Archive for the ‘lennie’ Category

Bobby

May 12th, 2008 by daryl

It’s my impression that by the time Lennie was Finn’s age, she was already speaking a ton of words, mostly the names of animals from an animal book we’ve also shared with Finn (though probably less often — having two kids is harder than having one, and you wind up short-changing both in lots of ways that make you feel really bad). Finn is turning out to be a little more sluggish with words (it’s pretty common for boys, I believe), but he’s finally started to show an interest in words and other linguistic feats. For example, he’s pretty good for saying “dog” now. He routinely says “mama,” but he tends to use it in a pretty general sense, usually barking it whenever he wants something. After some work with the animal book, he’ll volunteer “neeee” if you ask him what a horse says, and with a little prompting, he’ll do a chicken sound. The most impressive thing at the moment is that he’s picked up “bite, please,” which is what we croon at him when he’s insisting “maMA” and reaching for food. He’s not terribly consistent about it yet, but it’s not uncommon for him to say “bite, please” when he wants food or drink, though it comes out more like “Bobby” with a big pause in the middle.

Not to be outdone by her little brother, Lennie has started reading and writing on a limited basis. She’s been increasingly curious about letters, and we’ve been helping her learn their sounds and doing the old “duh, ahh, guh” drill to show her how to string them together to make words. The other morning, she had written “cat,” and neither of us had explicitly drilled her on that one. When we asked her how she had come up with it, she said that she had just worked it out based on the sounds. I’m not entirely sure I believe her, but it’s certainly not beyond the realm of what’s possible.

She continues to be a good little artist as well, picking up things like perspective without any prompting. The other day, she drew one fish at sort of an angle and some other fish from the side; the sideways ones had only one eye (they were not flounder). This sounds lame and obvious if you don’t have small children, but it’s a pretty neat thing to watch happen.

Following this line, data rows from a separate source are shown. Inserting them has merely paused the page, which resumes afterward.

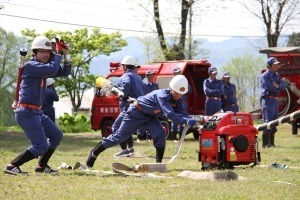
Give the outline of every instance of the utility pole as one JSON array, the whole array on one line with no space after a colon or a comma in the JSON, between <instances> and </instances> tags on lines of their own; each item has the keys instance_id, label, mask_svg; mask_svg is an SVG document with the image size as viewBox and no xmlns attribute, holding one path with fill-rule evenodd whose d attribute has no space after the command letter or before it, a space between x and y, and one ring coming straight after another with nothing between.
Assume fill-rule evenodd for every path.
<instances>
[{"instance_id":1,"label":"utility pole","mask_svg":"<svg viewBox=\"0 0 300 200\"><path fill-rule=\"evenodd\" d=\"M188 59L192 60L192 5L190 6L190 18L189 18L189 49Z\"/></svg>"}]
</instances>

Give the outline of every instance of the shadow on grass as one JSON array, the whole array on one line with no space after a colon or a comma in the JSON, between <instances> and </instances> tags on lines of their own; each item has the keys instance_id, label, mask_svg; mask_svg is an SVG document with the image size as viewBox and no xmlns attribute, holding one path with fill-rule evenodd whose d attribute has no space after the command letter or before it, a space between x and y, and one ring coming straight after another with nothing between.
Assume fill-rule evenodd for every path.
<instances>
[{"instance_id":1,"label":"shadow on grass","mask_svg":"<svg viewBox=\"0 0 300 200\"><path fill-rule=\"evenodd\" d=\"M60 151L74 151L80 149L90 149L100 141L99 133L78 133L64 134L64 137L59 146ZM0 147L6 151L16 152L24 150L30 146L30 141L24 133L0 133Z\"/></svg>"}]
</instances>

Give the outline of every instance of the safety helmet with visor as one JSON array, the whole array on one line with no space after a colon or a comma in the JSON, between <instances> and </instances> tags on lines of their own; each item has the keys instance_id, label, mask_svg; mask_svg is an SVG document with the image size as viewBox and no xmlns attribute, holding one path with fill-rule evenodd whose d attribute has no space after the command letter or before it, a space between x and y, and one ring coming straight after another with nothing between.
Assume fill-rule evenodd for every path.
<instances>
[{"instance_id":1,"label":"safety helmet with visor","mask_svg":"<svg viewBox=\"0 0 300 200\"><path fill-rule=\"evenodd\" d=\"M45 36L37 36L31 44L31 49L52 50L50 40Z\"/></svg>"},{"instance_id":2,"label":"safety helmet with visor","mask_svg":"<svg viewBox=\"0 0 300 200\"><path fill-rule=\"evenodd\" d=\"M178 94L186 94L188 92L188 81L183 75L174 76L169 86Z\"/></svg>"},{"instance_id":3,"label":"safety helmet with visor","mask_svg":"<svg viewBox=\"0 0 300 200\"><path fill-rule=\"evenodd\" d=\"M47 78L47 81L46 81L46 86L48 87L49 85L52 85L53 83L55 83L54 79L53 78Z\"/></svg>"},{"instance_id":4,"label":"safety helmet with visor","mask_svg":"<svg viewBox=\"0 0 300 200\"><path fill-rule=\"evenodd\" d=\"M135 66L135 59L132 56L125 56L121 61L121 65L133 65Z\"/></svg>"}]
</instances>

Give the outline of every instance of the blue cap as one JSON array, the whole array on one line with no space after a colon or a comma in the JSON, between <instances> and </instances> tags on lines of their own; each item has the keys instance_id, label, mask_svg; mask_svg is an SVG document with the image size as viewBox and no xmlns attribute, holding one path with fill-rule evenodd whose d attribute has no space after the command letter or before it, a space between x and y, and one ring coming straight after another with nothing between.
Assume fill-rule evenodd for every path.
<instances>
[{"instance_id":1,"label":"blue cap","mask_svg":"<svg viewBox=\"0 0 300 200\"><path fill-rule=\"evenodd\" d=\"M146 71L146 75L149 75L149 74L154 74L154 71L152 71L151 69L148 69L148 70Z\"/></svg>"},{"instance_id":2,"label":"blue cap","mask_svg":"<svg viewBox=\"0 0 300 200\"><path fill-rule=\"evenodd\" d=\"M176 74L176 73L180 73L181 72L181 69L179 67L176 67L173 69L173 73Z\"/></svg>"},{"instance_id":3,"label":"blue cap","mask_svg":"<svg viewBox=\"0 0 300 200\"><path fill-rule=\"evenodd\" d=\"M230 77L230 73L229 72L224 72L223 73L223 77L224 78L229 78Z\"/></svg>"},{"instance_id":4,"label":"blue cap","mask_svg":"<svg viewBox=\"0 0 300 200\"><path fill-rule=\"evenodd\" d=\"M267 64L273 65L273 64L279 64L280 62L275 57L268 58Z\"/></svg>"},{"instance_id":5,"label":"blue cap","mask_svg":"<svg viewBox=\"0 0 300 200\"><path fill-rule=\"evenodd\" d=\"M216 73L218 73L218 70L217 70L216 67L210 67L210 68L208 68L208 73L209 74L216 74Z\"/></svg>"}]
</instances>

Money does not have mouths or eyes

October 13th, 2007 by daryl

A brief conversation I had with Lennie while going to the drive-through ATM today:

Lennie: Daddy, the bank is sort of like our house.

Me: How’s that?

Lennie: Well, it has bricks like our house.

Me: Do you think it has beds like our house?

Lennie: Yes, probably so.

Me: Do you think the money sleeps in the beds?

Lennie: No, money does not have mouths or eyes, so it does not sleep in beds.

A Hump like a Snow-hill

May 22nd, 2007 by daryl

Moby Dick has long been one of my favorite books. It’s part adventure story, part whaling encyclopedia, and it’s just good prose, dramatic, poetic stuff. It’s something of a precursor to things we see today like the fascinating and entertaining show The Deadliest Catch, which details the mechanics and the drama of fishing for crab on the Bering sea. If you like the latter, it may be a misstep to dismiss the former.

When Lennie was still in utero and we were trying to think of ways to let her hear my voice, I thought of reading Moby Dick to her. It doesn’t matter what words you’re saying, but matters only that the child can hear you. Also, though it’s one of my favorite books, it’s one that Mleeka never read and has never had any interest in reading. Our effort fizzled thanks to a lack of enthusiasm on her part (as I recall it; it’s possible the book just put her to sleep).

This past Christmas, I got a radically condensed, cartoon version of the book (not to be confused with the comic book version I got for my birthday), the idea being that it was something I might share with Lennie. To be honest, the book isn’t that great. The drawings are pretty crude, and though the book hits the high points of the plot, it’s just not the best sort of thing to read with a kid because of the way it’s laid out. But a few weeks ago, Lennie developed on her own a very keen interest in having it read to her. Probably a dozen times or so now, we’ve glossed it at bedtime. I don’t bother reading the words so much as pointing to pictures and telling Lennie the names of the people and explaining that the whale and Ahab are grumpy. Now she tells me these things. She can identify on her own the characters Ishmael, Captain Ahab, and Queequeg (volunteering the names of the former two). And of course, she knows the white whale’s name and that the sailors wield harpoons on their hunt for him. She can also tell the difference between the pictured right (or baleen) whale, and she’s close to being able to volunteer that the right whale has no teeth but has baleen instead. She’s very interested in the ouchies that appear on Moby Dick’s flank (bright red ribbons of blood trailing behind), and she understands that Ahab (who she knows has a peg-leg) is grumpy because Moby Dick bit his leg off.

And finally, as of this weekend, when we get to the page on which Moby Dick is first sighted from the crow’s nest, she’ll say in a theatrical voice that I may be responsible for having helped her develop for the purpose, “Thar she blows! A hump like a snow-hill!”

Mleeka refuses still to read even the abridged book with Lennie, and I consider it my duty to raise a little fanatic to exact revenge, which is, after all, one of the book’s core themes.